The console offers comprehensive insights into Scope 1, 2 and 3 emissions associated with AWS usage. 

Users can drill down by AWS regions and services, including Amazon Elastic Compute Cloud (Amazon EC2), Amazon Simple Storage Service (Amazon S3) and Amazon CloudFront. 

Data is provided using both location-based and market-based methodologies to align with established carbon accounting standards. This level of detail helps organisations identify emissions hotspots and pinpoint the workloads that contribute most to their environmental footprint.

The AWS Management Console with “sustainability” in the search bar. Credit: AWS

Flexible reporting and customisation

To meet evolving reporting requirements, the console supports customisable reports. 

Users can generate pre-set monthly or annual summaries or create tailored CSV exports by choosing specific fields, time ranges and filters. 

Reporting periods can be aligned to an organisation’s fiscal calendar, helping sustainability and finance teams collaborate effectively and maintain consistency in external disclosures.

Beyond the visual console, AWS provides programmatic access to emissions data through APIs and SDKs. 

This enables teams to integrate sustainability metrics directly into internal dashboards, reporting pipelines and compliance workflows.

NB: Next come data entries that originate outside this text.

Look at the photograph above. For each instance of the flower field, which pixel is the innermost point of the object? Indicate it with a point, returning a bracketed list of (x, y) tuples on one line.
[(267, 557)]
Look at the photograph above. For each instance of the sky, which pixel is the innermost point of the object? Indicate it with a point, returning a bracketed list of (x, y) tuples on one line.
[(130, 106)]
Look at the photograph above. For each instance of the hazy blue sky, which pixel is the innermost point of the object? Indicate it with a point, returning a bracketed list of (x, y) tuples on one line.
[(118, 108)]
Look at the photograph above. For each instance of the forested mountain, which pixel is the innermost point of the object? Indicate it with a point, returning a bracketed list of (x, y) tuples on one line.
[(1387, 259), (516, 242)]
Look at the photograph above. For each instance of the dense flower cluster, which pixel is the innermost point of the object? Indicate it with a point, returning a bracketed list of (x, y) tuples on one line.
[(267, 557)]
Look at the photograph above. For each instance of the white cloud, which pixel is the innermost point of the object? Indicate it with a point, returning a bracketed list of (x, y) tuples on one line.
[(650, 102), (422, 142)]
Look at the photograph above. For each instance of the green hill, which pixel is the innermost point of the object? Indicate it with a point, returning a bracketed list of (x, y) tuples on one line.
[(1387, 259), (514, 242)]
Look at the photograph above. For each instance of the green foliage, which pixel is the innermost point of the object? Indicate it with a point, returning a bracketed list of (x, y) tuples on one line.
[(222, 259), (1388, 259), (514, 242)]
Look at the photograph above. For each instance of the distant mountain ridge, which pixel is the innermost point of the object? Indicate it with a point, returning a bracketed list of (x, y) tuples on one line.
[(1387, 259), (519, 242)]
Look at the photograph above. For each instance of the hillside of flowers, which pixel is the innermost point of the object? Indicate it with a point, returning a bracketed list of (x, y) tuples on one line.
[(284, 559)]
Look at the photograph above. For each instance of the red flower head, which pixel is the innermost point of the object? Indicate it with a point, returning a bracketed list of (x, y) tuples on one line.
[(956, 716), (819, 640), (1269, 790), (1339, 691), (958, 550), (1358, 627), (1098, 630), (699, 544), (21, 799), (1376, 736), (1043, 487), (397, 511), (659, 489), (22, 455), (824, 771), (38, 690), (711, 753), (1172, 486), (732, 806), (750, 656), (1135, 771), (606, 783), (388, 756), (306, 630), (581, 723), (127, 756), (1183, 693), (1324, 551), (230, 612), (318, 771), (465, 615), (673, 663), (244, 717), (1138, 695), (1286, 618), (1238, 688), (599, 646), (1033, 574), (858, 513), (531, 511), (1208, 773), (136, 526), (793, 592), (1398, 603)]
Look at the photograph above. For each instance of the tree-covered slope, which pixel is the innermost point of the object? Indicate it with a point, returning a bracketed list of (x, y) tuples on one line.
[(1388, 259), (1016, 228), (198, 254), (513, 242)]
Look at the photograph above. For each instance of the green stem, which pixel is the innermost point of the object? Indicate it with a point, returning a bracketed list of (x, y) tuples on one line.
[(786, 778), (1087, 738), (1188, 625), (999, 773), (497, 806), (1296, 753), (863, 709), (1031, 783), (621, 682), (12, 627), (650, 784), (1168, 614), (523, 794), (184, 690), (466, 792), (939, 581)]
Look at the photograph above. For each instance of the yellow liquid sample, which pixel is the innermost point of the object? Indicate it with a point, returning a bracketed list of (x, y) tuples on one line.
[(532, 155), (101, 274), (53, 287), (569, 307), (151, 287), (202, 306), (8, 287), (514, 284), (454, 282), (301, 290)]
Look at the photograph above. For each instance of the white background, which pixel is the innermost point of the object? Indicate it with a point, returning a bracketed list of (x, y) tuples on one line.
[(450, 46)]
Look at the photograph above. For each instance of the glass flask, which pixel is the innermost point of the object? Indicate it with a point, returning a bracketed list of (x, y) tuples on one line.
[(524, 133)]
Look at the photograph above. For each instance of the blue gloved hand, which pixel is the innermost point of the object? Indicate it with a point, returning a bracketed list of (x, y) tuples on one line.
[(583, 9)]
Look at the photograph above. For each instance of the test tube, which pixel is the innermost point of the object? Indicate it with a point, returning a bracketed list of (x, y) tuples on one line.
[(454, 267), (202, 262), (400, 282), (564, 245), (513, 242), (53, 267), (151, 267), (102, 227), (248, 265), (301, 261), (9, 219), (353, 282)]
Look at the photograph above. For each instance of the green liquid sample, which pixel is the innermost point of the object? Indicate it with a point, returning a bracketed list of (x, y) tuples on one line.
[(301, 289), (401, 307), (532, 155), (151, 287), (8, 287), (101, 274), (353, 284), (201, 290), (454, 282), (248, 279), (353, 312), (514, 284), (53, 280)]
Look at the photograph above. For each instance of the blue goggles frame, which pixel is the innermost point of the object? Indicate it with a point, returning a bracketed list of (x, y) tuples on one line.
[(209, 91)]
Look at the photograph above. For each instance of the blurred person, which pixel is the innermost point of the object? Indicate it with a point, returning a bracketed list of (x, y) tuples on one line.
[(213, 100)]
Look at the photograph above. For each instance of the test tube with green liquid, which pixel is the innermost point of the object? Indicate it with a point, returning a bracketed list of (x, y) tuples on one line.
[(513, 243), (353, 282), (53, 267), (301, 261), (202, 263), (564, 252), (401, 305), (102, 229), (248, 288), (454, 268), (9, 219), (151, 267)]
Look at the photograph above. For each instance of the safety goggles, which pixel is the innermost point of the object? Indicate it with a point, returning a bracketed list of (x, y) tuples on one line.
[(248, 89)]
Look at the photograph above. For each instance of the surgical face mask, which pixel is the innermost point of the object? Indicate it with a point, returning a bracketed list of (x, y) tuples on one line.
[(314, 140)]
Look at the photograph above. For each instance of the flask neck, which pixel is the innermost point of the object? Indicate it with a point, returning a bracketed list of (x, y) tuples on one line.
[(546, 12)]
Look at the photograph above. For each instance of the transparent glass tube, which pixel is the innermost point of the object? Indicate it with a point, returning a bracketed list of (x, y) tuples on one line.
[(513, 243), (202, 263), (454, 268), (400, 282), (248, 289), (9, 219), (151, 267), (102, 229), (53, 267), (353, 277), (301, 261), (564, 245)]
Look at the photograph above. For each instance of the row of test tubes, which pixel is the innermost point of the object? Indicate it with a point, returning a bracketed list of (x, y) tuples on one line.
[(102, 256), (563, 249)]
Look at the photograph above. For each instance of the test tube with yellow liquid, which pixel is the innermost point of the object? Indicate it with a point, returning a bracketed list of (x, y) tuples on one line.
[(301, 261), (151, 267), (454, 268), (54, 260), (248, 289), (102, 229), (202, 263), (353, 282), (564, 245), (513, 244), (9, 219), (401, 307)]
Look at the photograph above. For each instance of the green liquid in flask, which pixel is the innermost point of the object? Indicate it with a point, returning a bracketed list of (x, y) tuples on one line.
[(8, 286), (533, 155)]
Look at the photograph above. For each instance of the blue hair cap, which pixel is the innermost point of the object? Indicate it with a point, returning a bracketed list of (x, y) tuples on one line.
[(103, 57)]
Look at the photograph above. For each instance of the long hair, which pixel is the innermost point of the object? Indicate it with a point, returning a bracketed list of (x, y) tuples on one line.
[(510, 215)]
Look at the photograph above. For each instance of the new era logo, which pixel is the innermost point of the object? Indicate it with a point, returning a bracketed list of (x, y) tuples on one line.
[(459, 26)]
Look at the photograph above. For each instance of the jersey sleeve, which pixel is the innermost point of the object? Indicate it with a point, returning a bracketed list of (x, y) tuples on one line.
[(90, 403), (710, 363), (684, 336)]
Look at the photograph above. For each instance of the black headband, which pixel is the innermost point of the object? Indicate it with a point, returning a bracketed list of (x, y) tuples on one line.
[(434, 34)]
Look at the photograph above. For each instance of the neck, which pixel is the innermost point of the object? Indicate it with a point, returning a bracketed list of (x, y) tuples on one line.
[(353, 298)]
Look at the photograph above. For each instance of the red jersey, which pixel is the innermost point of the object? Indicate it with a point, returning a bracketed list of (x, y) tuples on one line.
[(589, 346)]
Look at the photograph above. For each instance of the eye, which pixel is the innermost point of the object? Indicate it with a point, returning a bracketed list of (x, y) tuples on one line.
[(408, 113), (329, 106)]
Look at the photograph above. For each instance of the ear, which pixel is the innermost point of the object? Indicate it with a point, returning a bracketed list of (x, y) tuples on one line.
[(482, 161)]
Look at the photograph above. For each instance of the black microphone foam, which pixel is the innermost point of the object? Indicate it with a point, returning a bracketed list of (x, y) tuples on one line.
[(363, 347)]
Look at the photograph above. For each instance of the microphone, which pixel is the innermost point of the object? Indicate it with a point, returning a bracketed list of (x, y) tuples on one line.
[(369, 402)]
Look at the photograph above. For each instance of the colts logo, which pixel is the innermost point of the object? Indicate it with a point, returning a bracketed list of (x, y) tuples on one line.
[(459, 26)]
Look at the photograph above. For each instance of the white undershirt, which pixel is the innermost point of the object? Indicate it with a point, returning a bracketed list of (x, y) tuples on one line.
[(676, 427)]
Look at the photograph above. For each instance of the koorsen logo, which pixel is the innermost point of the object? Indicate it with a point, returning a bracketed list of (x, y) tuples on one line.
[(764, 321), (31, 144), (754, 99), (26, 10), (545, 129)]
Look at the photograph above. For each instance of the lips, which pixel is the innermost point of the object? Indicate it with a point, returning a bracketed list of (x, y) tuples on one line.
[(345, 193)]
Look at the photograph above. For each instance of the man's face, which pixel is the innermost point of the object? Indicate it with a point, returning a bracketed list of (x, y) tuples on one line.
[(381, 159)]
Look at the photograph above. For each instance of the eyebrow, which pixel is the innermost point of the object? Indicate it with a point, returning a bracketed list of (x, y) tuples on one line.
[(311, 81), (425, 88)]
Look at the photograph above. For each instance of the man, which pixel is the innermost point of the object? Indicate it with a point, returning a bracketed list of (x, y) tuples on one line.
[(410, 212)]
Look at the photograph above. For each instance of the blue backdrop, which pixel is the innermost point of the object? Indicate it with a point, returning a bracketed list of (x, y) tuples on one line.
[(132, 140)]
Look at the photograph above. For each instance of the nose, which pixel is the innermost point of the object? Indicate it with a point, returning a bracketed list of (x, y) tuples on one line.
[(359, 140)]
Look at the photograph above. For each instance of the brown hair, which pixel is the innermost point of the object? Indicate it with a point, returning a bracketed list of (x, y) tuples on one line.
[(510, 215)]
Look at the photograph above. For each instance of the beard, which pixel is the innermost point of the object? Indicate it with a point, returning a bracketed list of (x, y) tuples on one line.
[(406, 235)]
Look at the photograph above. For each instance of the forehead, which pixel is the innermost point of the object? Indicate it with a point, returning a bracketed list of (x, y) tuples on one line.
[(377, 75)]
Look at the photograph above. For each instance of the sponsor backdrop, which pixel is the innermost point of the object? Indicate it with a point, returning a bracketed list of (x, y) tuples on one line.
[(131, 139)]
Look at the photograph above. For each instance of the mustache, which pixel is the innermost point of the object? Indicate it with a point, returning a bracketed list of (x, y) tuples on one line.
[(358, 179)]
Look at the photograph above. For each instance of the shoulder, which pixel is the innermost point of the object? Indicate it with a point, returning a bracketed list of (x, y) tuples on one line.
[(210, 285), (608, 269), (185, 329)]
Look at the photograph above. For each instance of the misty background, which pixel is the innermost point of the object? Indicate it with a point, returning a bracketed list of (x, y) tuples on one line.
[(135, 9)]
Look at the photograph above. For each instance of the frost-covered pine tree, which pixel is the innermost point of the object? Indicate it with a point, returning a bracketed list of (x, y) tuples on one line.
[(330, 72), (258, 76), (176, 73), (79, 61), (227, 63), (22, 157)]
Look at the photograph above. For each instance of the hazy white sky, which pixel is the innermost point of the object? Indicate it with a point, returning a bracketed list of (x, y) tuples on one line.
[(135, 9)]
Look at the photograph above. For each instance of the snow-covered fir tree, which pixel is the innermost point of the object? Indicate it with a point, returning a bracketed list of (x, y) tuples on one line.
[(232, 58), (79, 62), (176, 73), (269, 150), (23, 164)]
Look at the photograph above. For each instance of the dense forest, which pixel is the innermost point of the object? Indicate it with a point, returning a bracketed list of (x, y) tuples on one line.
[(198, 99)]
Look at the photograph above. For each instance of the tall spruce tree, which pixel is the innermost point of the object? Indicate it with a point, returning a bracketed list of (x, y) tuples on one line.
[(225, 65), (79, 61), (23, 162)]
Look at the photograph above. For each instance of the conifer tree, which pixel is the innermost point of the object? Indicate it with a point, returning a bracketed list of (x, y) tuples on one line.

The capability is particularly useful for large, multi-account environments that rely on automated data retrieval and centralised governance.

Roadmap and continued evolution

AWS continues to expand the Sustainability console’s features, positioning it as a long-term solution for tracking and managing the environmental impact of cloud workloads. 

The launch underscores AWS’s commitment to making sustainability data easier to access, interpret and act upon.